Dengan mengatakan demikian, anda jangan salah paham bila dikaitkan dengan paham Ahmadiyah yang jadi berita besar sekarang ini. Secara teologis, saya menolak 200 persen pendapat yang mengatakan bahwa ada nabi pasca-Muhammad, sekalipun katanya tidak membawa syariat. Jika memang begitu, mengapa harus dihadirkan nabi baru? Di sinilah saya gagal memahami kehadiran aliran Ahmadiyah. Mengapa tidak kembali saja kepada ajaran Islam semula. Adapun jika Ghulam Ahmad dipercayai sebagai pembaru, mungkin masalahnya tidak menjadi ruwet, sekalipun sebagian besar umat Islam tidak mengakuinya.

Sepanjang sejarah Islam selama sekian abad, umat yang percaya kepada kemunculan pembaru bukan barang baru, tetapi hanya sebagian tokoh yang memercayainya. Dengan pernyataan ini, posisi saya tentang Ahmadiyah sudah sangat gamblang. Memang dalam beberapa hadis dikatakan tentang akan turunnya nabi Isa sebelum kiamat. Dan katanya, Ghulam Ahmadlah orangnya.

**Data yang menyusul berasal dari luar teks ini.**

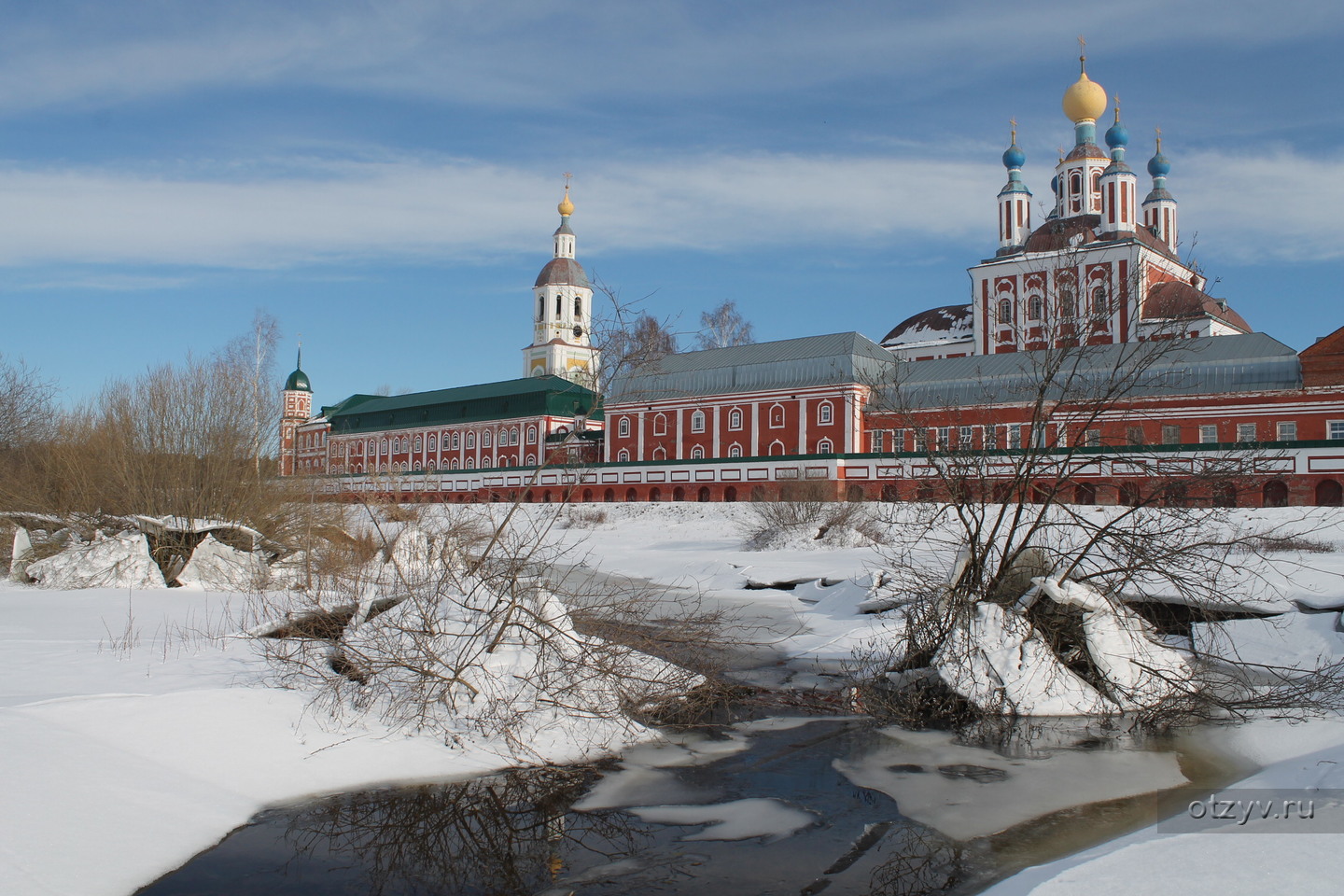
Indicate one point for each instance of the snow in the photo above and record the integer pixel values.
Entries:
(218, 567)
(134, 734)
(938, 782)
(736, 819)
(119, 560)
(996, 661)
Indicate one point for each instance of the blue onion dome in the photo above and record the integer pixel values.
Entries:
(1117, 136)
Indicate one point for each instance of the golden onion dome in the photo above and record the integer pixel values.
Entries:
(1085, 98)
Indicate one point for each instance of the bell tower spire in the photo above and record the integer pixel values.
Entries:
(562, 302)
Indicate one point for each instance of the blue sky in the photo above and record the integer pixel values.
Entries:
(382, 176)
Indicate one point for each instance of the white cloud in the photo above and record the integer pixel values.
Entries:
(1254, 208)
(532, 52)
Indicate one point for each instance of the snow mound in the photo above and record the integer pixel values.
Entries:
(998, 663)
(107, 562)
(218, 567)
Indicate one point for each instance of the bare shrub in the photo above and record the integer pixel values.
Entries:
(480, 633)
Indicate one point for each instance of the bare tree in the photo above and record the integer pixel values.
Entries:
(27, 410)
(724, 327)
(629, 339)
(1007, 539)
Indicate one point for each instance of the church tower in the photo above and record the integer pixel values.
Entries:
(562, 312)
(296, 407)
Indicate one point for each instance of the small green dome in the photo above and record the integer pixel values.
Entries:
(297, 382)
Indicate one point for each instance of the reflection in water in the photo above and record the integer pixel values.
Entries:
(501, 834)
(519, 834)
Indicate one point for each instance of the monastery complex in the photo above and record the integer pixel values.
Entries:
(1085, 339)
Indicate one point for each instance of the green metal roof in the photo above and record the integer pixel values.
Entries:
(528, 397)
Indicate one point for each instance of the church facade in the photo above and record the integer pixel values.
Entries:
(1099, 284)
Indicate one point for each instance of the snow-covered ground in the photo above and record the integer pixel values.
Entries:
(133, 737)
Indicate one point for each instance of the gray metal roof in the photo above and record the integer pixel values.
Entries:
(1248, 363)
(791, 363)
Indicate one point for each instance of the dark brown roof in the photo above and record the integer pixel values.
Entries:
(1056, 235)
(1178, 300)
(562, 271)
(949, 321)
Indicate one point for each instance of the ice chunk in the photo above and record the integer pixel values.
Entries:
(640, 786)
(214, 566)
(736, 819)
(996, 663)
(925, 773)
(118, 562)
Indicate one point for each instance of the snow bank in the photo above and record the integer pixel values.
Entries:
(999, 664)
(119, 562)
(218, 567)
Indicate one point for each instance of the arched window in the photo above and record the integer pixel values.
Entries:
(1276, 493)
(1101, 300)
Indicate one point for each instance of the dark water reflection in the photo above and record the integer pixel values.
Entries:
(518, 834)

Saya sungguh berharap agar hadis-hadis serupa ini diteliti kembali, sebab implikasinya sangat dahsyat. Maksud saya, jika Isa masih harus turun kembali, berarti misi Muhammad gagal. Saya tidak percaya bahwa nabi Isa masih hidup, karena dia adalah manusia biasa yang atas dirinya berlaku sepenuhnya hukum alam: lahir, dewasa, tua, dan mati. Tetapi, Alquran membantah bahwa kematian nabi Isa karena disalib. Masalah ini biarlah tidak diperdebatkan panjang-panjang, sebab saudara-saudara Kristen kita memercayai bahwa Isa mati di kayu salib. Kita tidak perlu memasuki teologi mereka.

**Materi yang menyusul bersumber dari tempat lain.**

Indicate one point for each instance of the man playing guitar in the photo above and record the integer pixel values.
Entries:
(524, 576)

Kembali kepada masalah kekerasan atas nama agama. Saya akan membela sepenuhnya posisi Ahmadiyah jika mereka dizalimi, hak milik mereka dirampok, dan keluarga mereka diusir. Ini perbuatan biadab karena pengikut Ahmadiyah itu punya hak yang sama dengan warga negara Indonesia yang lain menurut konstitusi Indonesia. Jika mereka dizalimi, aparat dan kita semua wajib melindungi mereka. Bahkan, seorang warga negara Indonesia penganut ateisme, tetapi patuh kepada UUD, tidak ada hak kita untuk membinasakan mereka. Kita bisa bergaul dengan mereka dalam masalah-masalah keduniaan. Mereka juga punya hak hidup dengan ateismenya.

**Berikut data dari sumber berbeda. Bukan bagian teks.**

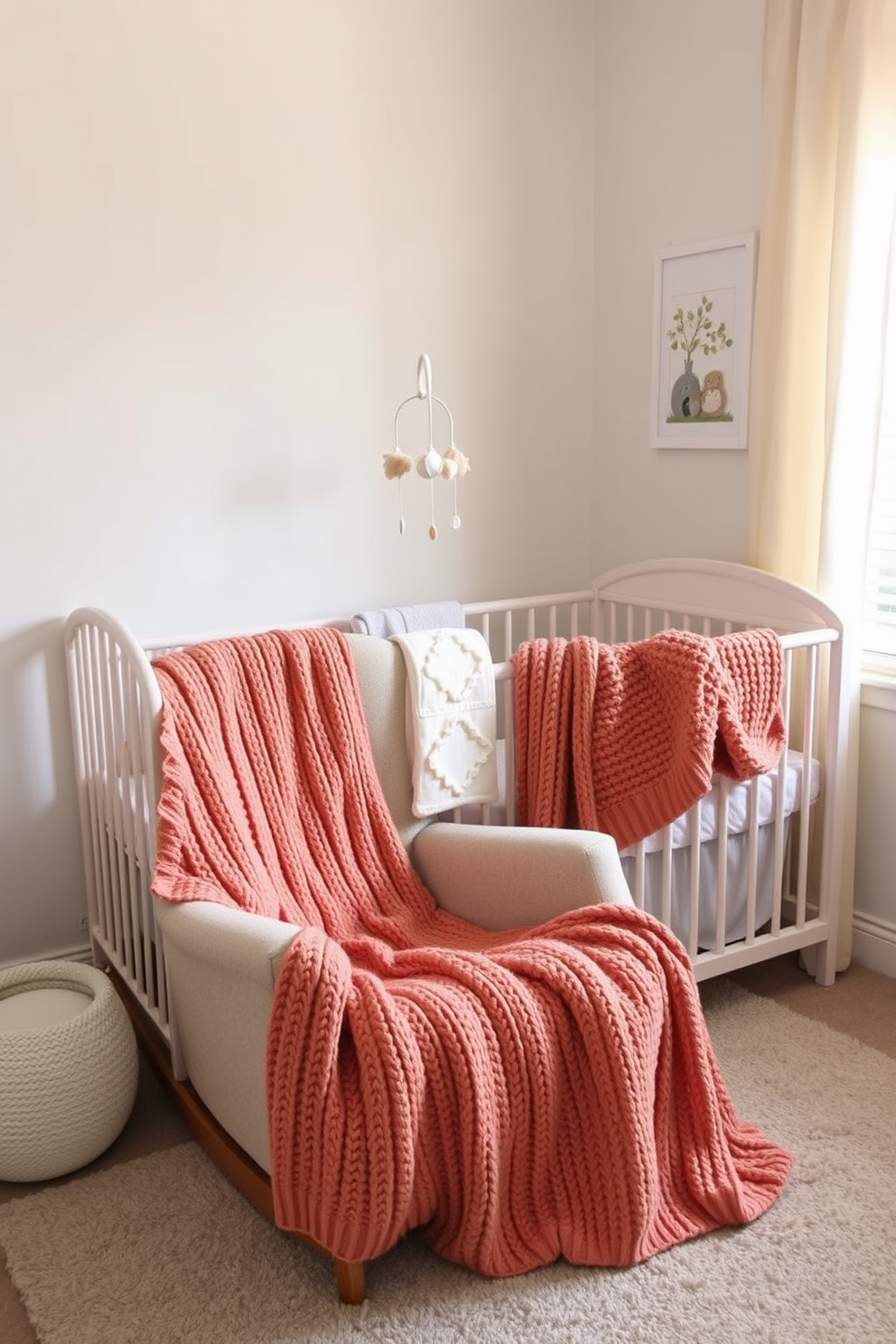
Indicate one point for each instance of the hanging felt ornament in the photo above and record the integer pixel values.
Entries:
(430, 465)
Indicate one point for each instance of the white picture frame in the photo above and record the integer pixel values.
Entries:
(703, 328)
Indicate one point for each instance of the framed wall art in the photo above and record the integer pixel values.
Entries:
(703, 327)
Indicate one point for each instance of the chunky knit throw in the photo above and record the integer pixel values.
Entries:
(518, 1096)
(625, 737)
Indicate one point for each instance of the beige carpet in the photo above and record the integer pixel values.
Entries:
(159, 1247)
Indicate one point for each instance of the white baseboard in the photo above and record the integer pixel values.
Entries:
(79, 952)
(874, 944)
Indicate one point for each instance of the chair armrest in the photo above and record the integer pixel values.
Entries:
(231, 941)
(507, 876)
(222, 966)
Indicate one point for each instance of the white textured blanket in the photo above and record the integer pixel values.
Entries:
(452, 719)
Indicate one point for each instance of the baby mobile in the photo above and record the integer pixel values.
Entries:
(450, 465)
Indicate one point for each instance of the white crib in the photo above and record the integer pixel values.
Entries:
(750, 873)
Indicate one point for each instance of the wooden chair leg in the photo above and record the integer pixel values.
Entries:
(350, 1280)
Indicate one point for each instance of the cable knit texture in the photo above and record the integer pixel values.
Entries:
(625, 737)
(520, 1096)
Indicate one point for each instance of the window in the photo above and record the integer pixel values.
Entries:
(880, 574)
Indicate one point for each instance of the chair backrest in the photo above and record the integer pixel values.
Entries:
(382, 680)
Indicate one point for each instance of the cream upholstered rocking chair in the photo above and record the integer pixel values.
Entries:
(222, 963)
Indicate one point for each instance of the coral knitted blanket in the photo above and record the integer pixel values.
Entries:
(520, 1096)
(625, 737)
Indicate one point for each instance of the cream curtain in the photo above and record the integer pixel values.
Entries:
(825, 256)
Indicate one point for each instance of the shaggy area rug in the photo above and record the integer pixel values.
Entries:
(162, 1249)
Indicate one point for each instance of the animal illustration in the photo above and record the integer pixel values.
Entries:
(714, 398)
(686, 396)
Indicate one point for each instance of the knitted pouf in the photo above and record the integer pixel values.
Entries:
(68, 1069)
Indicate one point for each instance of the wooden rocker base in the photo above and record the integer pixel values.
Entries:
(237, 1165)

Di sinilah pentingnya kita memahami secara jujur diktum Alquran dalam Albaqarah ayat 256, "Tidak ada paksaan dalam agama." Jika Tuhan tidak mau memaksa hambanya untuk memeluk atau tidak memeluk agama, mengapa kita manusia mau main paksa atas nama Tuhan? Sikap semacam inilah yang bikin kacau masyarakat. Oleh karena itu, Alquran jangan dibawa-bawa untuk menindas orang lain. Kekerasan atas nama agama adalah pengkhianatan yang nyata terhadap hakikat agama itu sendiri.